Ok movie, cute title, but don’t get ahead of yourself. That’s for internet smart-asses like me to decide.
There is always a point in these marathons where I sit down to review a movie and find that I don’t have much to say about it. How’s that for a hook to keep reading! Anyway, these are flicks that tend to have modest aspirations and fall in the “solid but unexceptional” category. A Classic Horror Story, as you have probably guessed, fits this bill to a tee. The acting is decent, although I watched it dubbed to English from its original Italian and I find that makes it much harder to judge the acting ability than hearing the original actors. I am certainly not averse to subtitles, by the way, but that’s a little harder than I care to work for a random Wednesday night Netflix selection. The direction sets an appropriately tense tone, if not bringing anything novel to bear on the material. I think if the filmmakers are anchoring on one thing for their audience to engage with, it is the referential, borderline metatextual elements that start to creep in part way through. This is a horror movie that wants to show off the fact that it’s a horror movie, and spends a lot of energy signaling that in various ways. Sometimes that can be fun, but I found it a little empty in this instance.
So the plot: A group of travelers in the Italian country-side run afoul of some kind of cult that wants to torture and kill them. This being a horror movie, the cult succeeds in doing so to most of the characters. Also under the “this being a horror movie” banner, things are not exactly as they seem. I’m generally not a torture-cult kind of horror fan, but A Classic Horror Story did a solid job of making the violence appropriately gory and horrifying without reveling in its depiction. I can’t say I fell in love with any of the characters, but there was enough there to clear the very low bar of not wanting them to have their eyes carved out and that sort of thing. The referential stuff is what turned me slightly against the film. There is the requisite name dropping of other horror icons (Leatherface and Jason are both brought up, and Evil Dead is alluded to), but that is a pretty common practice among horror fans who grow up to make horror movies of their own.

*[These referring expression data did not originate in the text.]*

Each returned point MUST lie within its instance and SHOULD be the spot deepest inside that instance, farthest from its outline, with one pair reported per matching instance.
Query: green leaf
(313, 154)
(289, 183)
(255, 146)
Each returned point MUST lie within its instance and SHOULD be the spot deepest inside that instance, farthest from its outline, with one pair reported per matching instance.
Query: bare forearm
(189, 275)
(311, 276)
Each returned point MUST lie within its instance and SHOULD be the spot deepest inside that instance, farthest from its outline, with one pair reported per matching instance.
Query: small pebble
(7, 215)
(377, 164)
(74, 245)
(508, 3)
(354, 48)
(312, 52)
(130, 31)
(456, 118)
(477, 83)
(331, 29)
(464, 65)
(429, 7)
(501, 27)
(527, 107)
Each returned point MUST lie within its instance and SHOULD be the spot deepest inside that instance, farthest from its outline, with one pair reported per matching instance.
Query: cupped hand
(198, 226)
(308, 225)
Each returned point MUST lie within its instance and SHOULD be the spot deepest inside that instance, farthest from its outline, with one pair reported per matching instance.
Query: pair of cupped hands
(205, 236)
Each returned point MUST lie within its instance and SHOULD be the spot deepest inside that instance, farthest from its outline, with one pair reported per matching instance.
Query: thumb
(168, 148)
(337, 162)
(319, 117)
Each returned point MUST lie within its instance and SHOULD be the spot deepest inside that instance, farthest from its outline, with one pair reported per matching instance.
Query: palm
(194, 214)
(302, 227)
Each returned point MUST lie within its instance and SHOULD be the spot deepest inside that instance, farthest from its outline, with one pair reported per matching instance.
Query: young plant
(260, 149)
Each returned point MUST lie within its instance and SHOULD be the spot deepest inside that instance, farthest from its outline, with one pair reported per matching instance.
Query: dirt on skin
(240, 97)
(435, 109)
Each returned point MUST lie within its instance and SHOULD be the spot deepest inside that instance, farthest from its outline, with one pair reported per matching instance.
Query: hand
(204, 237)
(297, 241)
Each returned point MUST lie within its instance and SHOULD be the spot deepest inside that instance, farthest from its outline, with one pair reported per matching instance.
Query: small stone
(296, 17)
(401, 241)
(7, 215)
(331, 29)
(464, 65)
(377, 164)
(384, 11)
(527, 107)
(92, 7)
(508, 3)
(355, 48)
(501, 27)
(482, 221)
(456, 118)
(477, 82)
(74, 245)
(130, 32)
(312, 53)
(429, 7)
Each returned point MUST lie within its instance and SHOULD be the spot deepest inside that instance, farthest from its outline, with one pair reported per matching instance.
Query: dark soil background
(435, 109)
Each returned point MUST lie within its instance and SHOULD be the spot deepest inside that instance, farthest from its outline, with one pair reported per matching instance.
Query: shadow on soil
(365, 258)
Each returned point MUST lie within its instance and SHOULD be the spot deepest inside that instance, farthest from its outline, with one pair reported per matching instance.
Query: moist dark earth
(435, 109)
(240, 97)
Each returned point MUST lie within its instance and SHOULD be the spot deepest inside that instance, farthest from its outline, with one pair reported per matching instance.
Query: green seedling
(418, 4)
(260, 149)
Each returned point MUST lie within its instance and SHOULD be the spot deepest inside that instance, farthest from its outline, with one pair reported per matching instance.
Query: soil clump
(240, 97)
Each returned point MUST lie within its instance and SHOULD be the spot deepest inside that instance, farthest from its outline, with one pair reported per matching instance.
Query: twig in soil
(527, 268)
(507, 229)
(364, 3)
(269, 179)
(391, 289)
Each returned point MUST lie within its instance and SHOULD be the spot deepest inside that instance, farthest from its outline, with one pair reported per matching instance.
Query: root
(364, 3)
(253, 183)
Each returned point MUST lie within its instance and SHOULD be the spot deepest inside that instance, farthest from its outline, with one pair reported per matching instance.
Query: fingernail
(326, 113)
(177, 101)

The inevitable plot twist also plays into a meta take on horror films, but I will steer clear of that conversation as to avoid spoilers. There is a truly bizarre scene that still has me scratching my head, where Midsommar is mimicked so obviously that Ari Aster probably has a legal case if he wanted to make it. What’s so perplexing is that I don’t know what the scene was meant to accomplish and, unless I’m just missing an homage to a movie I’m not familiar with, it’s the only time the film goes beyond character dialogue to bring in elements from other horror films.* Finally, there is a mid-credit sequence which has someone reviewing footage filmed in the film (its complicated) and giving a negative reaction. It’s the typical, jokey, “I’m going to insult my own movie with all the critiques that I imagine others will have before they get the chance so you know that I’m in on it” BS that drives me crazy. All of these meta elements provide the movie with a little extra personality, but I think it ends up being a crutch for not having anything to say. And I’m actually cool with a scary movie that doesn’t have broader ambitions, but in that case don’t introduce all this extra winky stuff that distracts from your story. I don’t know, though, this might be my problem. Everybody went gaga over the meta elements of Scream, and I didn’t think they added much (despite enjoying the film quite a bit).
So there you go. I’m still not sure I had much to say about A Classic Horror Film, but in the grand tradition of A Classic Horror Film, I didn’t let not having much to say stop me.
* Reflecting back, there was I guess a visual reference to Wicker Man as well, so maybe I did miss a richer vein of callbacks to classic horror. The Midsommar scene did still stop me in my tracks for how egregious it was.